The main limitation of the genetic algorithm presented in [3] is its extended computational time compared to the other conventional algorithms. Furthermore, this algorithm requires the connection requests to be sorted in advance; thus, it is appropriate only to address core allocation, static routing, and spectrum assignment issues. A promising approach was developed in [8] by employing a multi-objective function. This technique aims to enhance various aspects, including optimizing spectrum demand, reducing fragmentation, and refining slot scheduling. However, it failed to consider brown-field validation in order to examine accuracy in the presence of environmental and ageing problems. Also, the DRL technique in [6] has proven inadequate in effectively tackling the diverse networking challenges encountered in QKD-ONs. Another complexity arises in [14], where EON necessitates not only spectrum continuity but also spectrum contiguity constraints. The last constraint implies that FSs should be nearby beside optical path, by adding a layer of intricacy to the network’s resource allocation and optimization processes.
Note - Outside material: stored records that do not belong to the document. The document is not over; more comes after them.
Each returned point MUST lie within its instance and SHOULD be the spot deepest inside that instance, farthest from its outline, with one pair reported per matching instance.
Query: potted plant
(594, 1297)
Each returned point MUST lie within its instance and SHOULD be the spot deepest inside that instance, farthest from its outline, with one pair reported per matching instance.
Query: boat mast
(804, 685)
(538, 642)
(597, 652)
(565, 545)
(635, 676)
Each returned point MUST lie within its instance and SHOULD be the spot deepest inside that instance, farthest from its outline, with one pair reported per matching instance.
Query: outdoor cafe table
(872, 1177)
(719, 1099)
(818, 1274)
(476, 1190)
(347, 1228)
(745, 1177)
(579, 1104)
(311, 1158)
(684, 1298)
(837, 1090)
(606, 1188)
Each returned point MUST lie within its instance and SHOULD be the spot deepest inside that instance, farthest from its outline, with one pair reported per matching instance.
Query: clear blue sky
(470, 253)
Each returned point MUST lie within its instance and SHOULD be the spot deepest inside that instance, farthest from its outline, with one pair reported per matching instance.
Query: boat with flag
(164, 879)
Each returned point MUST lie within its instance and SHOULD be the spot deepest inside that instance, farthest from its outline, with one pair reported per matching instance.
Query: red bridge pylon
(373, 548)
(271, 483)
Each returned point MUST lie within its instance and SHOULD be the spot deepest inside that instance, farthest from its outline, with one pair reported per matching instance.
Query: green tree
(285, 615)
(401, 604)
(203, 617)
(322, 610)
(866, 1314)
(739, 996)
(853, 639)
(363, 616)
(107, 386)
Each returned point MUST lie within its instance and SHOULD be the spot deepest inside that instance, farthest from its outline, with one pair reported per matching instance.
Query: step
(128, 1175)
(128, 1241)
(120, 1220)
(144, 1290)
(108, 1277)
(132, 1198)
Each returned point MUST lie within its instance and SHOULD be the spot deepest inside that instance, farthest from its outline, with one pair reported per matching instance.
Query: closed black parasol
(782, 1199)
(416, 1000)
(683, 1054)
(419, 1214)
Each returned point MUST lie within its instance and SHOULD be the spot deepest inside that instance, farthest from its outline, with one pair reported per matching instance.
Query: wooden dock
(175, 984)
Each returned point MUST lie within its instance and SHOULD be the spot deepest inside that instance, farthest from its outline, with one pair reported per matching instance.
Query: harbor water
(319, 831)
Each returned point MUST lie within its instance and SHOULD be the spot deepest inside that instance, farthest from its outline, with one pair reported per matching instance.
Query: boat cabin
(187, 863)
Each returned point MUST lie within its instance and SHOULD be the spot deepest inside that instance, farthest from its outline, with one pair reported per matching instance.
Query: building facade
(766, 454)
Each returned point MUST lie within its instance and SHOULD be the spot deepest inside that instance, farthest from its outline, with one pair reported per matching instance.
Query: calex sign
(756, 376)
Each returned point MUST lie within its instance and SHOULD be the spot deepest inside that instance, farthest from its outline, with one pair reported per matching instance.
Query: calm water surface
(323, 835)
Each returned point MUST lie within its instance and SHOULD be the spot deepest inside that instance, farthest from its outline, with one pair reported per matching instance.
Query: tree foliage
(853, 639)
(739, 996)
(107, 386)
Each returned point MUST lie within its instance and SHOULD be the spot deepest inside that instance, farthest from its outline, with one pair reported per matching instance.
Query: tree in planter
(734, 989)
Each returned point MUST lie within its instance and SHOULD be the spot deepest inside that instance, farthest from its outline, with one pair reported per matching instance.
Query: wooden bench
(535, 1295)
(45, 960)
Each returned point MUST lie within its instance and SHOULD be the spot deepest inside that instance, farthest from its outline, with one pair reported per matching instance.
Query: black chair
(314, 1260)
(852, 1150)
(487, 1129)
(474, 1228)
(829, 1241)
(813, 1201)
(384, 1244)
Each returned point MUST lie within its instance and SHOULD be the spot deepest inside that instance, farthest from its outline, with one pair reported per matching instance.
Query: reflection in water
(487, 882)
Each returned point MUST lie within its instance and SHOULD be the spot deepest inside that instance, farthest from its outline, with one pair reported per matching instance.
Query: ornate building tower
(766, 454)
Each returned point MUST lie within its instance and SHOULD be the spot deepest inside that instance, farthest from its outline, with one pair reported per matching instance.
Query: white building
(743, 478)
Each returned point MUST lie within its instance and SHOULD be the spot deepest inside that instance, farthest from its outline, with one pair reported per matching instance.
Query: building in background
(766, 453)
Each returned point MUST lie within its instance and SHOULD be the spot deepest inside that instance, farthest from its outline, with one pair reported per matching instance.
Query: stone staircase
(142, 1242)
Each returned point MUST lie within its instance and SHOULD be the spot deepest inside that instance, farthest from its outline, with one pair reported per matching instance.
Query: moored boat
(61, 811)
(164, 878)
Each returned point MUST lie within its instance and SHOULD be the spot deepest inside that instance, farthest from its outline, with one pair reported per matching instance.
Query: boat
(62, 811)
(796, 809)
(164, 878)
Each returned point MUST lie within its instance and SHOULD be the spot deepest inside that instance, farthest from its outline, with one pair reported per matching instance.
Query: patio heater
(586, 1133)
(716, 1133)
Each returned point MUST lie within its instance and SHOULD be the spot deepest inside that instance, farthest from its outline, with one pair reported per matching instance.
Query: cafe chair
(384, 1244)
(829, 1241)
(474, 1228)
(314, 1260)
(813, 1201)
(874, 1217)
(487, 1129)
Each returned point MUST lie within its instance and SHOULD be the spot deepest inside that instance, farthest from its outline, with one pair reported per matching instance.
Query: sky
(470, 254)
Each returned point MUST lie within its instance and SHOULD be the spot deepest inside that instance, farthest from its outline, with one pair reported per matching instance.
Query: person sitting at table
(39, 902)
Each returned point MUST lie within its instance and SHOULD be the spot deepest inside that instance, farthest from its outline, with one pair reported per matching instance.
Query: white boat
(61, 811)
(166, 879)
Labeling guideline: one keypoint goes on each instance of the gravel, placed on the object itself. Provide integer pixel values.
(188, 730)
In future research by addressing aforesaid challenges, it will be critical to enhance the performance and adaptability of optical networks, specifically in terms of emerging technologies and advanced communication requirements, with particular emphasis on optimizing GNPy-based transmission parameters for route planning in optical networks. In addition, by taking traffic grooming and spectrum overlaps into account, reducing longer calculation times, and sorting connection requests, can investigate ways to reduce fragmentation, spectrum demand, and slot scheduling.

Conclusion

A comprehensive analysis of various route planning techniques in optical networks was presented in this work. Here, the research papers were categorized based on the techniques, which was used in preceding works. Additionally, the research gaps and challenges present in the conventional literature were identified, which provides valuable insights for researchers to address and enhance their future studies. The works analyzed in the literature provided a detailed analysis of the works, which considers several aspects, such as performance evaluation metrics and software tools. Additionally, future research outlined prospects by analysing the research challenges that exist in the literature, which presents guidance to researchers to enhance their work. Moreover, to manage the high traffic at a high bandwidth application and multi-objective functions to improve the fragmentation, spectrum demand and slot scheduling can be also be included in near future.